Schwenke stroked his chin again, ruminating. Made a decision.

‘Rape cannot be ruled out,’ he stated in an official tone. ‘But I assume it has to be regarded as a legal question, dependent on the circumstances surrounding the sexual act.’

He smacked his lips thoughtfully and added:

‘If you can find out what happened leading up to the murder.’

They left the office and went to the lab. Inside, the walls were covered with shelves of glass tubes, flasks and sundry varieties of small boxes. A strong aroma of formalin filled the whole room and Frank prepared himself mentally to snatch any cigarettes from his boss’s hands, for fear of an explosion. In the background, fans whirred vainly trying to dispel the thick chemical atmosphere that enveloped them.
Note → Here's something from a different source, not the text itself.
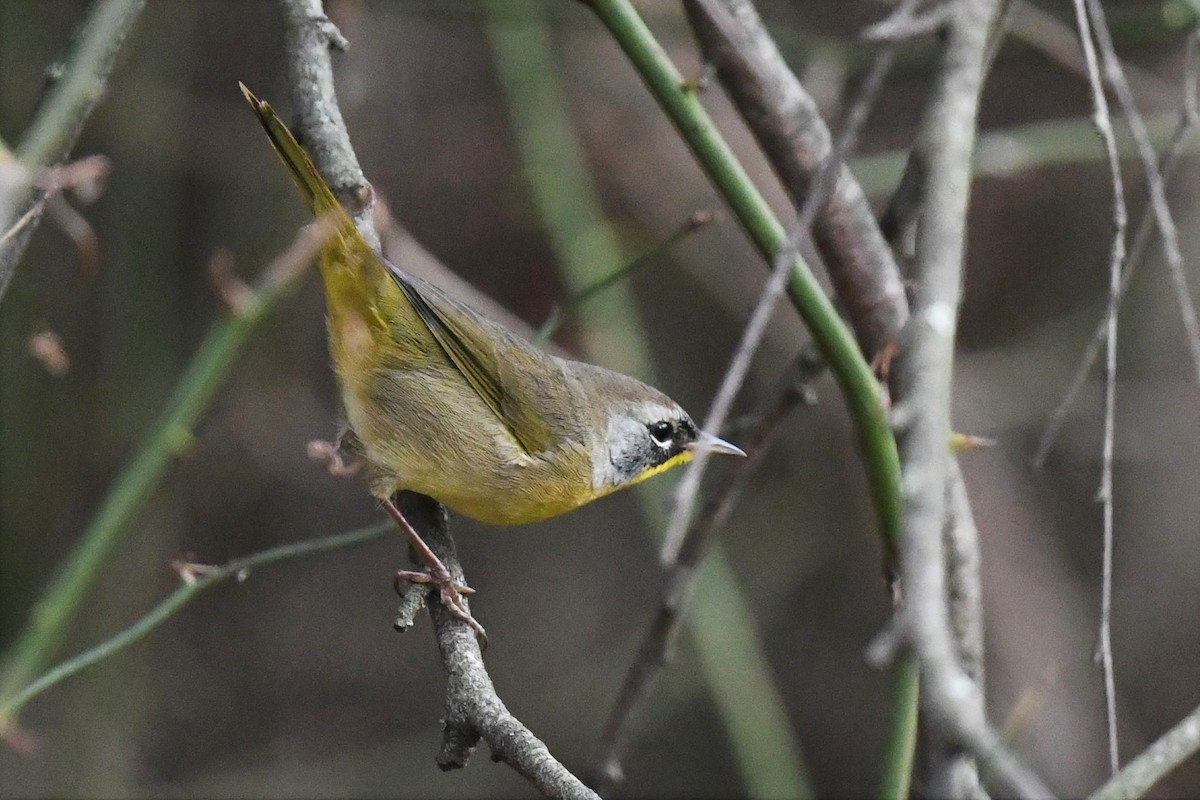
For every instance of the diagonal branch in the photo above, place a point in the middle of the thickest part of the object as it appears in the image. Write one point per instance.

In the middle of the floor there was a steel table on castors, enshrouded in a sheet. Beneath which you could clearly see the outline of a body. The cover seemed to have been cast over the body in a hurry and there were bloodstains in the corner. A couple of stained plastic gloves lay on the lid of a sinister-looking plastic bucket beside the table.

‘No, no, that’s not her!’

Professor Schwenke followed Frank’s gaze. A sudden thoughtful expression crossed his face. ‘Suicide,’ he sighed, mostly to the corpse. ‘Two bottles of sleeping tablets, all in one go.’

All three of them stared at the table in silence.

‘What time of the day did she die?’

Schwenke regarded the policeman with bewilderment. ‘Did who die?’

‘The girl with the stab wounds!’

‘We’re checking her stomach contents right now. All the tests are being done routinely, as I have made clear. In general, there is quite a bit I am unable to say as of yet.’

He nodded towards the table and added a couple of toffees to his voice. ‘I know the fluctuations, the state of the market, you might say. And now it’s the peak season for this kind of…’

‘Would she have screamed?’

There was an irritated expression in Schwenke’s eyes as he turned back to Gunnarstranda. ‘Would who have screamed?’

‘How likely is it that the knife wounds would have made her scream?’

‘She might have screamed, but she could also have been paralysed. The stab that punctured her lung might well have been the first.’